Reputation: 2860
I have multiple objects in a s3 bucket (part files). I need to read them and concatenate to one single numpy array. I am using below code
def read_and_concat(bucket, key_list):
length = len(key_list)
for index, key in enumerate(key_list):
s3_client.download_file(bucket, key, 'test.out')
target_data = genfromtxt('test.out', delimiter=',')
data_shape = target_data.shape
data[index] = np.array(data_shape)
data[index] = target_data
result = np.concatenate([data[i] for i in range(length)])
return result
This throws me error NameError: name 'data' is not defined
. I guess I need to define data
as a 2D numpy array before using it in data[index] = np.array(data_shape)
line. But I am not sure how.
Or is there any other thing I am missing?
Please suggest.
Upvotes: 0
Views: 192
Reputation: 750
I think that data
needs to be defined before you use it in this case.
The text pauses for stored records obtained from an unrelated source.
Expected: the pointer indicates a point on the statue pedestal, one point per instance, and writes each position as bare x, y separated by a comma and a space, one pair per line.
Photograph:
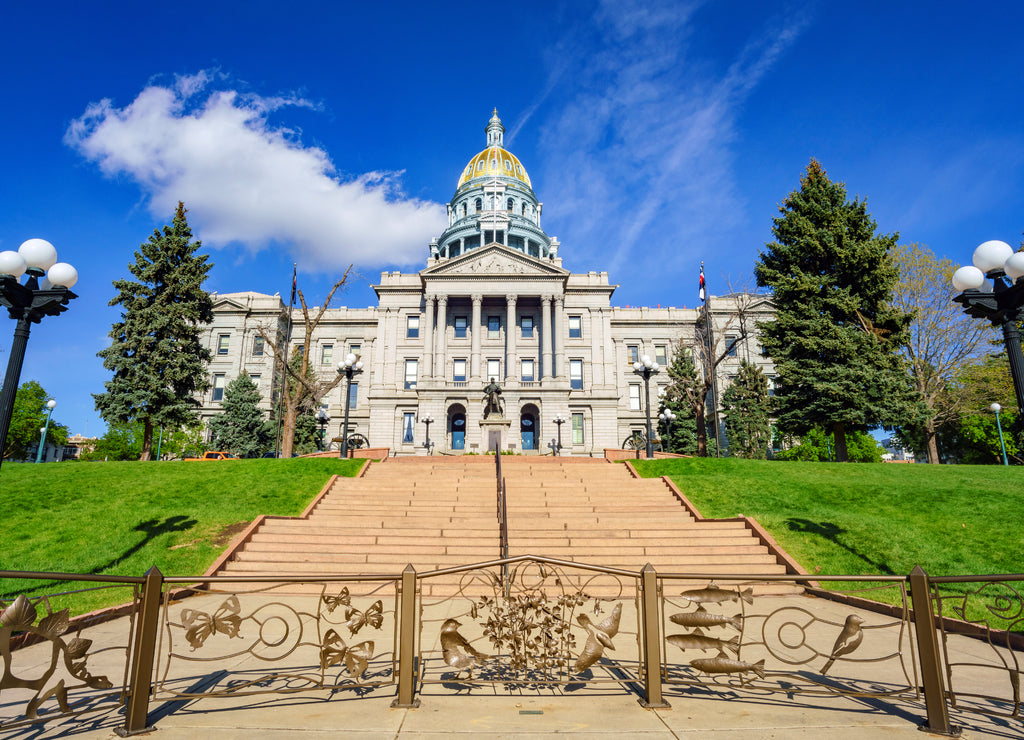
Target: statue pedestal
492, 429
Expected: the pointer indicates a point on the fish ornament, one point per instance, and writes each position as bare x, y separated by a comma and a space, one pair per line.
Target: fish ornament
724, 664
704, 618
714, 595
599, 638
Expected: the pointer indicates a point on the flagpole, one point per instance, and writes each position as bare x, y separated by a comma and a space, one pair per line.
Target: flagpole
284, 369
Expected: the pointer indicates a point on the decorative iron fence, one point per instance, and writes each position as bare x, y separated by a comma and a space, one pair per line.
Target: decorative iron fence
526, 621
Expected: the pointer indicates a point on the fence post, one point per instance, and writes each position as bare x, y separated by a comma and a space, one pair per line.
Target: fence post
142, 655
928, 654
407, 644
651, 644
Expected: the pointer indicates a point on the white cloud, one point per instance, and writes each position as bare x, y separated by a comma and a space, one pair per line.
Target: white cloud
250, 182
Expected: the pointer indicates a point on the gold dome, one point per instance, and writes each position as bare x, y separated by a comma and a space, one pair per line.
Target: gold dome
495, 162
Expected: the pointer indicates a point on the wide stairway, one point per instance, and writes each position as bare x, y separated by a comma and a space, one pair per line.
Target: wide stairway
441, 512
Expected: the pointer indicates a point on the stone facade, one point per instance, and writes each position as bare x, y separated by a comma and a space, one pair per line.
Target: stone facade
493, 302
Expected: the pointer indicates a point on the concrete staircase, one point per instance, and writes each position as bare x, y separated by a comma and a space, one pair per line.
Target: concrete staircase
441, 512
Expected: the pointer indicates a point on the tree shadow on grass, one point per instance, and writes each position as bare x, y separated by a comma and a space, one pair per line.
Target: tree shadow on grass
832, 532
151, 528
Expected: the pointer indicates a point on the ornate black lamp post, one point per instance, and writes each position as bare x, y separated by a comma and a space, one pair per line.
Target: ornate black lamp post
646, 367
559, 420
428, 420
42, 432
27, 304
667, 417
350, 367
322, 420
999, 302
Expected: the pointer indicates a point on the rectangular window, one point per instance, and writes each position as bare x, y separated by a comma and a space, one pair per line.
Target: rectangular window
527, 371
577, 428
634, 397
218, 387
576, 375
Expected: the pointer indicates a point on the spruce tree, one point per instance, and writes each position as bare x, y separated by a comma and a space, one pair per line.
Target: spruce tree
157, 356
242, 429
836, 336
748, 412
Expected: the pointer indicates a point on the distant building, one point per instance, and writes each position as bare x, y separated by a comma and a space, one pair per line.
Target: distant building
493, 301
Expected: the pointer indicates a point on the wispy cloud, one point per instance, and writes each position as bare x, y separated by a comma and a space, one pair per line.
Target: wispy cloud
640, 158
249, 181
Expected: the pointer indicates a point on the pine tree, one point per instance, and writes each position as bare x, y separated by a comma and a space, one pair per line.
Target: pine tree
242, 429
158, 359
836, 336
748, 412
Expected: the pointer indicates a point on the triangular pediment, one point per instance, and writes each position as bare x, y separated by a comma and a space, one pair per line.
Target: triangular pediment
495, 260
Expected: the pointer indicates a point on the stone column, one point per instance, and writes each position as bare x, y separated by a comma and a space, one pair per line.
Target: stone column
559, 338
511, 358
546, 366
474, 357
440, 363
428, 338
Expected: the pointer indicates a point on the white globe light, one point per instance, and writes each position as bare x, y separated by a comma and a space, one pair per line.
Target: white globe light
11, 263
968, 278
38, 253
991, 255
62, 274
1015, 265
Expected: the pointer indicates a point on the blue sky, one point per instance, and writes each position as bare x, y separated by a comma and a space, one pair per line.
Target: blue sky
657, 134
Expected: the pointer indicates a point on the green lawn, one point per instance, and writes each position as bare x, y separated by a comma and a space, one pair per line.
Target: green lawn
123, 518
865, 519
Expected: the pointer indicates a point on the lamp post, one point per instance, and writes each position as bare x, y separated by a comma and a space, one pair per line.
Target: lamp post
27, 304
428, 420
42, 432
350, 367
1000, 302
1003, 445
322, 420
559, 420
645, 367
668, 417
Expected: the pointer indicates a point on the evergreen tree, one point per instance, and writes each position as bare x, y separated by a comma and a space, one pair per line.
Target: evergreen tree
748, 412
242, 429
158, 359
836, 336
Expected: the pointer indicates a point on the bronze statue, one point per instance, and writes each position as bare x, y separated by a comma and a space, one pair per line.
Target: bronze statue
493, 399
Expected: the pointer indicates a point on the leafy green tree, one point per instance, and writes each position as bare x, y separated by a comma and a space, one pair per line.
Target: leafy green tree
242, 429
748, 412
157, 356
28, 417
836, 337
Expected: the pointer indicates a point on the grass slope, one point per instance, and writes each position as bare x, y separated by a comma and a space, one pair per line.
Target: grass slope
123, 518
842, 519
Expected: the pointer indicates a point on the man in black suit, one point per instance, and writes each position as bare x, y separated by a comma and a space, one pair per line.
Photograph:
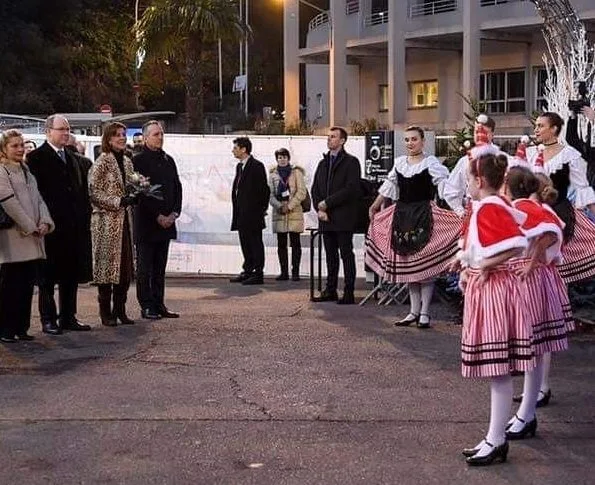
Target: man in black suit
155, 223
336, 196
62, 181
250, 200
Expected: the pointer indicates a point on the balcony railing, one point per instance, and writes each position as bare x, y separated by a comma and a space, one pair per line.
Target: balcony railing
417, 9
489, 3
351, 6
321, 19
376, 18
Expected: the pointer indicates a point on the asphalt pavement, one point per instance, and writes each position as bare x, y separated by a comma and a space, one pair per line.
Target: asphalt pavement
257, 385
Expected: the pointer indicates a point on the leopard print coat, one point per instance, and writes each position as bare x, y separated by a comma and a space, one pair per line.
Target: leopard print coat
106, 187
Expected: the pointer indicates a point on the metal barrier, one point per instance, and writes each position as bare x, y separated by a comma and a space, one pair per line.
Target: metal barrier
431, 8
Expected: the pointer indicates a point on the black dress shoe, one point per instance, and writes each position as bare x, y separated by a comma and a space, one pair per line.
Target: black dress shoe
149, 314
75, 326
327, 295
529, 428
51, 328
254, 279
239, 278
165, 313
498, 453
25, 337
346, 299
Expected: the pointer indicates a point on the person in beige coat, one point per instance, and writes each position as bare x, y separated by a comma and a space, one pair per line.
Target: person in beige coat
21, 246
111, 223
288, 190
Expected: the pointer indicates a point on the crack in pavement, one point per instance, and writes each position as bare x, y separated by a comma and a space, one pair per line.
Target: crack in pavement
237, 389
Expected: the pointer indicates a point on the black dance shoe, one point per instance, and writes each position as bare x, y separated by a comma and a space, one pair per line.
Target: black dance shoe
408, 320
498, 454
529, 428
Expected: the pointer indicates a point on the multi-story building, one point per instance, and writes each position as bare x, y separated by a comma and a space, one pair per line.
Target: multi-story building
405, 61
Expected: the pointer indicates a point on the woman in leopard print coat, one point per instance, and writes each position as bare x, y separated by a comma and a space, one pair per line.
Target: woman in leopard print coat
111, 223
Assigning by index to a variable that doesn't exist throws a NameError
. I'm not sure the extra step of creating the array is needed because genfromtext
returns an ndarray.
def read_and_concat(bucket, key_list):
length = len(key_list)
data = []
for index, key in enumerate(key_list):
s3_client.download_file(bucket, key, 'test.out')
data.append(genfromtxt('test.out', delimiter=','))
return np.concatenate(data)
Upvotes: 1